Produire de meilleurs tests diagnostique de radiothérapie pour des astronautes

Les chercheurs au centre de recherches nucléaire belge (SCK-CEN) essayent de produire de meilleurs tests diagnostique pour l'exposition au rayonnement après que les expositions accidentelles qui potentiellement pourraient sauver des milliers de durées mais également d'astronautes pendant des missions spatiales à long terme à Mars.

Roel Quintens, Ellina Macaeva et Sarah Baatout, radiobiologistes au centre de recherches nucléaire belge, SCK-CEN, mole, Belgique, récent publiée une étude pair-observée dans le tourillon international de la biologie de radiothérapie.

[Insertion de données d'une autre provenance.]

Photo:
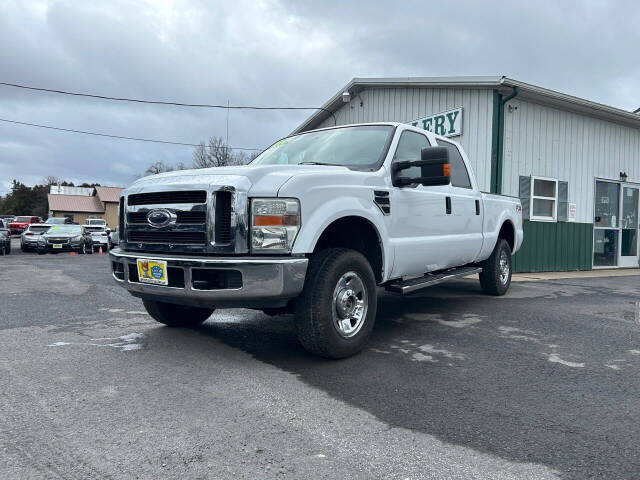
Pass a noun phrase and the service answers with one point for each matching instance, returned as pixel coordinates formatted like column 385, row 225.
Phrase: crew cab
column 315, row 225
column 21, row 223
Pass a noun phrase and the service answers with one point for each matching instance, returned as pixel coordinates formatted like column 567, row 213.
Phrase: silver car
column 29, row 237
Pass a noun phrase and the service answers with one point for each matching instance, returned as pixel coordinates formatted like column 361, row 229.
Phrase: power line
column 160, row 102
column 98, row 134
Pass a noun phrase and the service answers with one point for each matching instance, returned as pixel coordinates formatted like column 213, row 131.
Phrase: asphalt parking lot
column 542, row 383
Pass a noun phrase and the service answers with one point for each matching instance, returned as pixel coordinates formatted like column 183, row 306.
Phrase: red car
column 20, row 223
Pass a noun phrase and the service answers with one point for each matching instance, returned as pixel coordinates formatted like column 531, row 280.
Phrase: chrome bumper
column 266, row 282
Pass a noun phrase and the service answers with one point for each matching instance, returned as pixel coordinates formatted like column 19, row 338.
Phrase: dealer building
column 575, row 164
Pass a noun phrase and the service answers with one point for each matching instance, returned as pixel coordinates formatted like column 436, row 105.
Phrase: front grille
column 223, row 217
column 163, row 198
column 168, row 237
column 121, row 214
column 198, row 217
column 196, row 228
column 51, row 241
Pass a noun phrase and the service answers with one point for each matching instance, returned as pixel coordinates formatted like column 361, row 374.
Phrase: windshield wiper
column 321, row 163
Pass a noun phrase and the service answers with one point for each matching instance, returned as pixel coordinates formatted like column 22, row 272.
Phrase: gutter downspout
column 497, row 138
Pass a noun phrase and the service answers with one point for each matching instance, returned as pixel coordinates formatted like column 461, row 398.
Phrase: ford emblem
column 160, row 217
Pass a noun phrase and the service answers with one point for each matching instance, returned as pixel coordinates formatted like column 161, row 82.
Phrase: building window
column 544, row 199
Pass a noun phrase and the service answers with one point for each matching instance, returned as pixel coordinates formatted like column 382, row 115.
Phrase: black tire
column 177, row 316
column 492, row 278
column 317, row 329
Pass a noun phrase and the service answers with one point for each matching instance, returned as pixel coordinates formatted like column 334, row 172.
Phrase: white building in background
column 575, row 164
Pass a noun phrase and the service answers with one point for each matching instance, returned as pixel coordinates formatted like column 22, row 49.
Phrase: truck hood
column 263, row 180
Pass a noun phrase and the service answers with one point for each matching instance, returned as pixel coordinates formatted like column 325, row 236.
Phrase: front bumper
column 265, row 282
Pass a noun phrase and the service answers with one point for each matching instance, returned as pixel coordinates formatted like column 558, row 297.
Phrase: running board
column 408, row 286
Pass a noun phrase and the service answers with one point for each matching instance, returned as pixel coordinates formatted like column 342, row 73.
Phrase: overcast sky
column 284, row 53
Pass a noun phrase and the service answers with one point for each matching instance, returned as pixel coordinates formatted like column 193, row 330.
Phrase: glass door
column 629, row 227
column 606, row 228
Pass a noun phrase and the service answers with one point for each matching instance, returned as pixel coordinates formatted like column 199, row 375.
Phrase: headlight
column 274, row 224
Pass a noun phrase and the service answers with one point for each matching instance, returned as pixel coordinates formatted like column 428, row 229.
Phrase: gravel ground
column 542, row 383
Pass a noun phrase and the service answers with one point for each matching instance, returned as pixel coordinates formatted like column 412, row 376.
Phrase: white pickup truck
column 315, row 225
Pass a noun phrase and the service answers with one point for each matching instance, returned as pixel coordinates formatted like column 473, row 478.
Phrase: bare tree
column 158, row 167
column 215, row 153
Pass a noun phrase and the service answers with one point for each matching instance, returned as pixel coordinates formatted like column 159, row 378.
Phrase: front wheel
column 495, row 277
column 336, row 310
column 178, row 316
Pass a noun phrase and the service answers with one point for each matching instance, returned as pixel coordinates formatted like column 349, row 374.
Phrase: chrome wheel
column 349, row 304
column 504, row 267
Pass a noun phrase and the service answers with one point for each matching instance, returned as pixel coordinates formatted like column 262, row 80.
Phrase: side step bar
column 408, row 286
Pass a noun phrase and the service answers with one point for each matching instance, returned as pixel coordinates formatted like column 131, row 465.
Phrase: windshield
column 66, row 229
column 361, row 146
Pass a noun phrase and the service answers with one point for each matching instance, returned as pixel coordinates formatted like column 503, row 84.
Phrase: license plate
column 152, row 271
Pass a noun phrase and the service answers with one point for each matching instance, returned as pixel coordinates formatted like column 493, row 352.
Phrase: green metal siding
column 557, row 246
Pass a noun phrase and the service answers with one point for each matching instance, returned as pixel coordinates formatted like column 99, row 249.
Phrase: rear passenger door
column 465, row 220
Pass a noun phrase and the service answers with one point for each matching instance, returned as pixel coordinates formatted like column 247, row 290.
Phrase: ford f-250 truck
column 315, row 225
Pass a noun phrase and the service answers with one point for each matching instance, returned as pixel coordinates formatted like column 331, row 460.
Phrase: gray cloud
column 270, row 53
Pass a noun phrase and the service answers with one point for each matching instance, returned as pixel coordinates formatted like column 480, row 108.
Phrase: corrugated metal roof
column 65, row 190
column 74, row 203
column 526, row 90
column 109, row 194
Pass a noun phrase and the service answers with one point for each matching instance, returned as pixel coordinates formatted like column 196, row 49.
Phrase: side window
column 409, row 148
column 459, row 174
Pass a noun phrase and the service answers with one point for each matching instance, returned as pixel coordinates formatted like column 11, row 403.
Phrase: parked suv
column 65, row 238
column 59, row 221
column 19, row 224
column 29, row 238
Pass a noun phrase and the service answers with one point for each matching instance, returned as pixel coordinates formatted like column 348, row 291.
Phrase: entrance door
column 629, row 227
column 606, row 226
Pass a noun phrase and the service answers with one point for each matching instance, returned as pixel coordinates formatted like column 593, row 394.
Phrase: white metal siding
column 403, row 104
column 549, row 142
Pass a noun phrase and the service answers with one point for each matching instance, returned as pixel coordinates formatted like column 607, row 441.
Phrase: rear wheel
column 495, row 277
column 337, row 308
column 174, row 315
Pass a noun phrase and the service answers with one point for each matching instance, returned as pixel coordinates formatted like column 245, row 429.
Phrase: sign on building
column 447, row 124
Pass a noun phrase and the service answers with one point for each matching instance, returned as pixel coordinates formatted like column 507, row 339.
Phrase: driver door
column 418, row 229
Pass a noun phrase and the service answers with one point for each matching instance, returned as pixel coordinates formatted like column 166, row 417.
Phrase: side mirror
column 434, row 168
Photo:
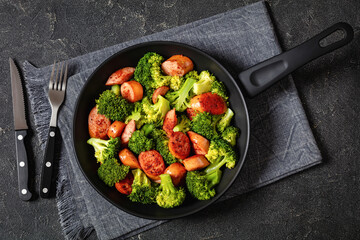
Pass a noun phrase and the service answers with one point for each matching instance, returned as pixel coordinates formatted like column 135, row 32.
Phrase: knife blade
column 20, row 127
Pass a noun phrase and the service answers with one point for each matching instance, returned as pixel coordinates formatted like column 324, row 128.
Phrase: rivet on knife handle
column 48, row 164
column 22, row 165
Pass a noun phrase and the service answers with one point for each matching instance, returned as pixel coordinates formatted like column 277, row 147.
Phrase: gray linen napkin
column 281, row 141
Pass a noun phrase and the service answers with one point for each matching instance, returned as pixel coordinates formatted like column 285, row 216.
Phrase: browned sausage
column 128, row 159
column 177, row 172
column 128, row 131
column 209, row 102
column 179, row 145
column 161, row 91
column 152, row 163
column 124, row 186
column 120, row 76
column 98, row 124
column 195, row 162
column 170, row 122
column 177, row 65
column 199, row 143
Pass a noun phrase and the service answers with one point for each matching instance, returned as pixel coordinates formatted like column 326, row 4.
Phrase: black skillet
column 253, row 80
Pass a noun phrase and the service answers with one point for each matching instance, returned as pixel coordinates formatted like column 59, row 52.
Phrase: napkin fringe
column 69, row 221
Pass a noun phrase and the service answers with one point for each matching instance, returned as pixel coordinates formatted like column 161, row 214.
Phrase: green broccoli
column 149, row 74
column 137, row 114
column 116, row 89
column 175, row 82
column 192, row 74
column 225, row 120
column 220, row 89
column 144, row 68
column 105, row 149
column 142, row 189
column 161, row 145
column 168, row 195
column 110, row 172
column 183, row 124
column 180, row 99
column 205, row 124
column 201, row 183
column 155, row 113
column 221, row 150
column 204, row 84
column 113, row 107
column 139, row 142
column 231, row 134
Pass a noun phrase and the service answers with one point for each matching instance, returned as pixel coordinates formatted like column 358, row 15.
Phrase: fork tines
column 59, row 83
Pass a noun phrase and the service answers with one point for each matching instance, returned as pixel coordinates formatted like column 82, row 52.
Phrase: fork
column 57, row 88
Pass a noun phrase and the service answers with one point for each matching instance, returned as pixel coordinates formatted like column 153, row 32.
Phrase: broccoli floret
column 201, row 183
column 110, row 172
column 183, row 124
column 113, row 107
column 180, row 99
column 137, row 114
column 155, row 113
column 231, row 134
column 221, row 150
column 220, row 89
column 204, row 84
column 175, row 82
column 144, row 70
column 168, row 195
column 139, row 142
column 149, row 74
column 161, row 145
column 205, row 124
column 192, row 74
column 116, row 89
column 225, row 120
column 142, row 189
column 105, row 149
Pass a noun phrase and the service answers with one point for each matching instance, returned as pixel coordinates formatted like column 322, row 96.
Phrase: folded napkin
column 281, row 141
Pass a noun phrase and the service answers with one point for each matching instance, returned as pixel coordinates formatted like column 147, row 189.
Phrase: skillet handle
column 261, row 76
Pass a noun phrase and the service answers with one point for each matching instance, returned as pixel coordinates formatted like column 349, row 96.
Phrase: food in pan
column 162, row 130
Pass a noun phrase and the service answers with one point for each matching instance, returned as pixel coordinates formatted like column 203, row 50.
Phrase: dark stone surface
column 320, row 203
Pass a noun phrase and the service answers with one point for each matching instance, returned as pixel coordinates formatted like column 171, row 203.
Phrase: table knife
column 20, row 128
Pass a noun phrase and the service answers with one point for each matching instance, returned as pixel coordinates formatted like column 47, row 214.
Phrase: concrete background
column 320, row 203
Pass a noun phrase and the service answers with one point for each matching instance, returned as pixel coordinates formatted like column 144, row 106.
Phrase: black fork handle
column 261, row 76
column 48, row 164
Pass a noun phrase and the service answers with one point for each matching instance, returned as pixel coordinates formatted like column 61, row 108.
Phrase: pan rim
column 240, row 161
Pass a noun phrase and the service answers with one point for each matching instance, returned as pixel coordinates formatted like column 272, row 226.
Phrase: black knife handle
column 259, row 77
column 22, row 165
column 48, row 164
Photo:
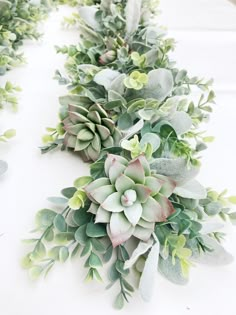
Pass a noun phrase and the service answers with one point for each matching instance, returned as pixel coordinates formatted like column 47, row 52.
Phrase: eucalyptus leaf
column 176, row 169
column 218, row 256
column 3, row 167
column 88, row 13
column 105, row 77
column 133, row 14
column 160, row 84
column 147, row 279
column 181, row 122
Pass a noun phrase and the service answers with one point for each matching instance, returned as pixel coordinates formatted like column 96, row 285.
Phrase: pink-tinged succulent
column 130, row 199
column 89, row 130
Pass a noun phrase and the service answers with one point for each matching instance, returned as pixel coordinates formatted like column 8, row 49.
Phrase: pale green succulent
column 136, row 80
column 138, row 60
column 89, row 130
column 130, row 199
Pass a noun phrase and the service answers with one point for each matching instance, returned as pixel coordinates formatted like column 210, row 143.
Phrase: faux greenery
column 131, row 112
column 18, row 21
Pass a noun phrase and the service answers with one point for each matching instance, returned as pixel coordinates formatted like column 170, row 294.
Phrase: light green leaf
column 35, row 272
column 160, row 84
column 82, row 181
column 94, row 261
column 191, row 190
column 44, row 218
column 105, row 77
column 217, row 257
column 58, row 200
column 147, row 279
column 60, row 223
column 63, row 254
column 3, row 167
column 87, row 13
column 151, row 138
column 141, row 249
column 133, row 14
column 96, row 230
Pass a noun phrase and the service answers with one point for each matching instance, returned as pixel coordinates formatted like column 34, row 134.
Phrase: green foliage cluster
column 141, row 209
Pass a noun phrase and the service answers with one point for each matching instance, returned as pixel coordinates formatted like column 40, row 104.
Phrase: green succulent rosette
column 130, row 111
column 89, row 130
column 130, row 200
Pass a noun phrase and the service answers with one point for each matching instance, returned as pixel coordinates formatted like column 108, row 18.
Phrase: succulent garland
column 18, row 21
column 131, row 113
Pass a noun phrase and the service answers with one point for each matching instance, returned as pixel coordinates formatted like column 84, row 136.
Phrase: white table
column 205, row 32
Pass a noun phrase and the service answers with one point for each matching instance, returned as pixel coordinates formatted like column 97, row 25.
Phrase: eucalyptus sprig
column 130, row 111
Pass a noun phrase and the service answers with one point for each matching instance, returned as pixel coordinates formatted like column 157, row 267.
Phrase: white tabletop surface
column 205, row 32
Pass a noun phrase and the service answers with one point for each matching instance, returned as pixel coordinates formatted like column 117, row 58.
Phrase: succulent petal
column 168, row 186
column 152, row 211
column 133, row 213
column 92, row 153
column 103, row 132
column 145, row 224
column 115, row 171
column 166, row 205
column 113, row 203
column 94, row 117
column 135, row 171
column 123, row 183
column 142, row 233
column 111, row 158
column 93, row 208
column 103, row 181
column 81, row 145
column 102, row 216
column 85, row 135
column 143, row 192
column 119, row 230
column 100, row 194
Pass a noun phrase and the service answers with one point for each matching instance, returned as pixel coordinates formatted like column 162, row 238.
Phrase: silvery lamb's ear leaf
column 217, row 257
column 151, row 138
column 147, row 280
column 114, row 96
column 90, row 34
column 117, row 84
column 160, row 84
column 105, row 77
column 133, row 15
column 3, row 167
column 175, row 168
column 87, row 13
column 171, row 272
column 141, row 249
column 181, row 122
column 192, row 189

Leur étude ont compilé une liste de gènes et exons de détail qui sont particulièrement affectés par le rayonnement ionisant externe. Les chercheurs ont évalué leur rendement en tant que biomarqueurs possibles à employer pour prévoir la quantité de radiothérapie absorbée par le corps humain en fonction de la dose, mais également, en tant que d'une manière primordiale, en fonction du temps après radiothérapie.

« Ceci peut être très important, par exemple, pendant une mission spatiale pour Mars où des astronautes peuvent être exposés au haut niveau de la radiothérapie pendant une éruption chromosphérique ou des événements solaires de particules ou dans le cas d'un événement nucléaire sur terre où beaucoup de gens pourraient être rayonnés ou jeu rouleau-tambour dans le cas de n'importe quelle exposition accidentelle ». Quintens et Baatout ont indiqué. « Qui est pourquoi il est essentiel de pouvoir évaluer à rapidement et exactement la radiothérapie absorbée ainsi nous pouvons donner des astronautes ou des patients la demande de règlement médicale correcte aussi rapidement comme possible. »

M. Quintens vise à développer un test de radiothérapie qui serait plus rapide, plus fiable et plus sensible que d'autres tests de courant. Ceci pourrait ensuite être mis en application à bord de la navette spatiale pour que des missions spatiales à long terme permettent la surveillance des effets d'irradiation dans les hauts niveaux spécifiques des expositions au rayonnement dans l'espace (comme une éruption chromosphérique ou des événements solaires élevés de particules).

Si vous auriez une masse de gens et seulement un jour ou deux pour examiner chacun, il serait non possible de faire ceci avec le test procurable actuel. Dans ce cas particulier, il est important d'agir rapidement d'exécuter l'examen critique immédiat et la bonne diagnose que les gens ont une meilleure chance de survie en cas d'exposition au rayonnement élevée. »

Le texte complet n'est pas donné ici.